The deaths reported on the SDDOH data dashboard are deaths for which COVID-19 is listed as a cause or contributing factor on the certified death record.
Increases in positive cases Monday included, but are not limited to, 140 in Bon Homme County, 19 in Brown, 39 in Lincoln, 81 in Minnehaha, 23 in Oglala Lakota and 47 in Pennington.
The counties with the highest total case counts are Minnehaha (10,492), Pennington (4,183), Lincoln (2,623), Brown (1,960) and Codington (1,432).
In its weekly report of COVID-19 cases within South Dakota schools, the DOH said there have been 3,558 total cases – 2,502 students and 1,050 staff, with 2,797 of them recovered – in K-12 schools from Aug. 9-Oct. 24. Active cases are being reported within 295 schools, and 592 South Dakota K-12 schools are not reporting any active cases as of Oct. 24.
The report also says from Aug. 9-Oct. 24, there have been 1,895 total COVID-19 cases – 1,742 students and 153 staff, with 1,703 of them recovered – within South Dakota colleges, universities and technical colleges. Fifteen of the state’s colleges, universities, colleges and tech schools are reporting active cases as of Oct. 24.
According to the South Dakota State University COVID-19 dashboard, as of noon Monday, 20 students and three faculty/staff were self-reporting current (active) positive tests. A total of 89 faculty, staff and students were quarantined and isolated as of Monday, with 14 of those in campus facilities.
The Brookings School District COVID-19 dashboard reports that the district has nine active cases, as of Monday: five from Brookings High School, one from Camelot Intermediate School, one from Dakota Prairie Elementary, one from Hillcrest Elementary and one listed as “Other.”

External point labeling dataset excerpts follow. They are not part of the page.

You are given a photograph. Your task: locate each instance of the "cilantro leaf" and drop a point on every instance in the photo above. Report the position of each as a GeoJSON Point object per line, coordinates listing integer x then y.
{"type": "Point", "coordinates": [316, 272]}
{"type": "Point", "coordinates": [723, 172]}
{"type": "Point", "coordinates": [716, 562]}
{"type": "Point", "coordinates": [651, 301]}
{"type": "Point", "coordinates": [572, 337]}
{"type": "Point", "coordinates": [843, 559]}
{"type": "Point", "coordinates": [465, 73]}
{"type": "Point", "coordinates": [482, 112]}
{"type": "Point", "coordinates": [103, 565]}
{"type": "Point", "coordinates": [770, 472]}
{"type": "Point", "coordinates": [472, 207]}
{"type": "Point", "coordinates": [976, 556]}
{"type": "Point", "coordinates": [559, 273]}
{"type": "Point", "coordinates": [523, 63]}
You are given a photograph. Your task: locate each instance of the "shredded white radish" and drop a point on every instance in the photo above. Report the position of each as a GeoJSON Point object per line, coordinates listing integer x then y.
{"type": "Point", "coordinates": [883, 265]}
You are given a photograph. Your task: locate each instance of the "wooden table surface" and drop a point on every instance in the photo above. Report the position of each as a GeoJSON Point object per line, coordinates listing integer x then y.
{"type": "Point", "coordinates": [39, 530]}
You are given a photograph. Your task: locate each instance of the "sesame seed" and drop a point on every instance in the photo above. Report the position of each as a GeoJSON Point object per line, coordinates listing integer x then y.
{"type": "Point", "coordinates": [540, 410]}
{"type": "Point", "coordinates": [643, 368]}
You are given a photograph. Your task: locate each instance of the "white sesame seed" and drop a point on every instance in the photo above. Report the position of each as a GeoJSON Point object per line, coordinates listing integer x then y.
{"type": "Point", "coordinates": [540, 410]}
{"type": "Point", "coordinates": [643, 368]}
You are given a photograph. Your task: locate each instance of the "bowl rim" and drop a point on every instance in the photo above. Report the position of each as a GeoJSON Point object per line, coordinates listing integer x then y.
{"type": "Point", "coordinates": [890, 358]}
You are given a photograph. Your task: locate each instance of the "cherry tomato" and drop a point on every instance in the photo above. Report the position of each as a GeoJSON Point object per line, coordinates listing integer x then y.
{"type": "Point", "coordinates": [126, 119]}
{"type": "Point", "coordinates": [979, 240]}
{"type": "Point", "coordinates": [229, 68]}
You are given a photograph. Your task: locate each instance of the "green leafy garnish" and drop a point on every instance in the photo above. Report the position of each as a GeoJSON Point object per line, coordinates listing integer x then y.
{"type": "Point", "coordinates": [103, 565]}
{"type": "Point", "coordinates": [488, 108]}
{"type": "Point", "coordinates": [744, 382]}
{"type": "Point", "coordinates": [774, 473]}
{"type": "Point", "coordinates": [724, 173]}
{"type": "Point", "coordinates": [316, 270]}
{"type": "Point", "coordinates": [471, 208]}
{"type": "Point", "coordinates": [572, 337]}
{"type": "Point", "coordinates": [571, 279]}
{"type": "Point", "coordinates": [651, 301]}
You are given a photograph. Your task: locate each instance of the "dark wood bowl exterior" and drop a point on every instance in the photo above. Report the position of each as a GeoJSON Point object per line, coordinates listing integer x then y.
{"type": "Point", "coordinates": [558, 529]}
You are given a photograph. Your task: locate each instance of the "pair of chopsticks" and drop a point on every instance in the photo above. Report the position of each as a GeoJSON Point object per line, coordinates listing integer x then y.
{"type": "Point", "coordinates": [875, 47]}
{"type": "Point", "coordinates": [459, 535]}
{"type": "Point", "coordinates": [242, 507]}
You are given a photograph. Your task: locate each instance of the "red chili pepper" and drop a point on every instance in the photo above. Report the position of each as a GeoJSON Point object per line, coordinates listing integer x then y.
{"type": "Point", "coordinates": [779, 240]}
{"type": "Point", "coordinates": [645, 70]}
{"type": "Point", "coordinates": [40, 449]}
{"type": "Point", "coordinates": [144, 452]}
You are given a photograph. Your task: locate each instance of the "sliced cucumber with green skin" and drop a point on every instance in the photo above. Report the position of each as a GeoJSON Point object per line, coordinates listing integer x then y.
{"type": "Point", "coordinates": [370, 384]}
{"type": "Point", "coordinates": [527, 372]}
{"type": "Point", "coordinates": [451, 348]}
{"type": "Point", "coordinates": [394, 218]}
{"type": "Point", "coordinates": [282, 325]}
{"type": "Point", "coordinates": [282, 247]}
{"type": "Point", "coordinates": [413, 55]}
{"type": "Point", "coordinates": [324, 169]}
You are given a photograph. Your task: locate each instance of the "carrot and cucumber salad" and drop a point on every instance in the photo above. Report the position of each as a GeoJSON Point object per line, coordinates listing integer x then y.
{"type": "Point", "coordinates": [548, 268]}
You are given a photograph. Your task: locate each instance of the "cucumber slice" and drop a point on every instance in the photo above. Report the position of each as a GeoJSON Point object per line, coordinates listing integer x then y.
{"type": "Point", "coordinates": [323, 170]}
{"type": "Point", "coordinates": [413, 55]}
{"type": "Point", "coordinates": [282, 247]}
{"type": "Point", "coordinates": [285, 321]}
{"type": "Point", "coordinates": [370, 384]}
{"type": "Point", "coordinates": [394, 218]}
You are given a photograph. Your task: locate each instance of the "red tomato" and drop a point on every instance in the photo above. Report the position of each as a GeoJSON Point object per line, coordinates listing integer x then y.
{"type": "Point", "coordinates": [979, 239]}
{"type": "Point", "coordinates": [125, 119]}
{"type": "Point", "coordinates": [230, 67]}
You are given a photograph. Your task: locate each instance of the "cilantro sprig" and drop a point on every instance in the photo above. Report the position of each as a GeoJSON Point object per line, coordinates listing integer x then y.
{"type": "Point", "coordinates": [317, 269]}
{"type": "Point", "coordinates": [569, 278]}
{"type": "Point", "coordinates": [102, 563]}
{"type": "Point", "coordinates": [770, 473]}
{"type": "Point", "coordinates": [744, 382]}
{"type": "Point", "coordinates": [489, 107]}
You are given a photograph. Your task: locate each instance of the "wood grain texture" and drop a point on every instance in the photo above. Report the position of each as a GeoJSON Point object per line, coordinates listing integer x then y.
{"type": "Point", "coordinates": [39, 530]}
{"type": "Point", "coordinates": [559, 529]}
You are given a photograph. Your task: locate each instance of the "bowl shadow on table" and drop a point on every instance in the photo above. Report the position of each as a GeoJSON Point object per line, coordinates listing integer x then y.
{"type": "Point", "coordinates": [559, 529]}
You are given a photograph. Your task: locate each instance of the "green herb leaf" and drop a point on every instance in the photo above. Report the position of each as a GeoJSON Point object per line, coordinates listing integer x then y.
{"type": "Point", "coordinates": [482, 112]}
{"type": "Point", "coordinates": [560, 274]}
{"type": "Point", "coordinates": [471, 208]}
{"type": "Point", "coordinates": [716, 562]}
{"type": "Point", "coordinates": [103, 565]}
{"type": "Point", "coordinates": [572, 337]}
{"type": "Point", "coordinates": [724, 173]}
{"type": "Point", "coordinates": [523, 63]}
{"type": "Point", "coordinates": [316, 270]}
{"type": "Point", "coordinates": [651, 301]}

The state Department of Health generally does not identify the specific communities within a county where cases are located, or a business, event or setting that may be the source of a surge to protect patient confidentiality.
Only a few exceptions are made, such as clusters when there are 40 or more cases identified in a single workplace/setting.
The figures released by the state Department of Health do not include individuals who are asymptomatic or have symptoms of the coronavirus but are not being tested.
For most people, the coronavirus causes mild or moderate symptoms, such as fever and cough that clear up in two to three weeks. For some, especially older adults and people with existing health problems, it can cause more severe illness, including pneumonia, and death.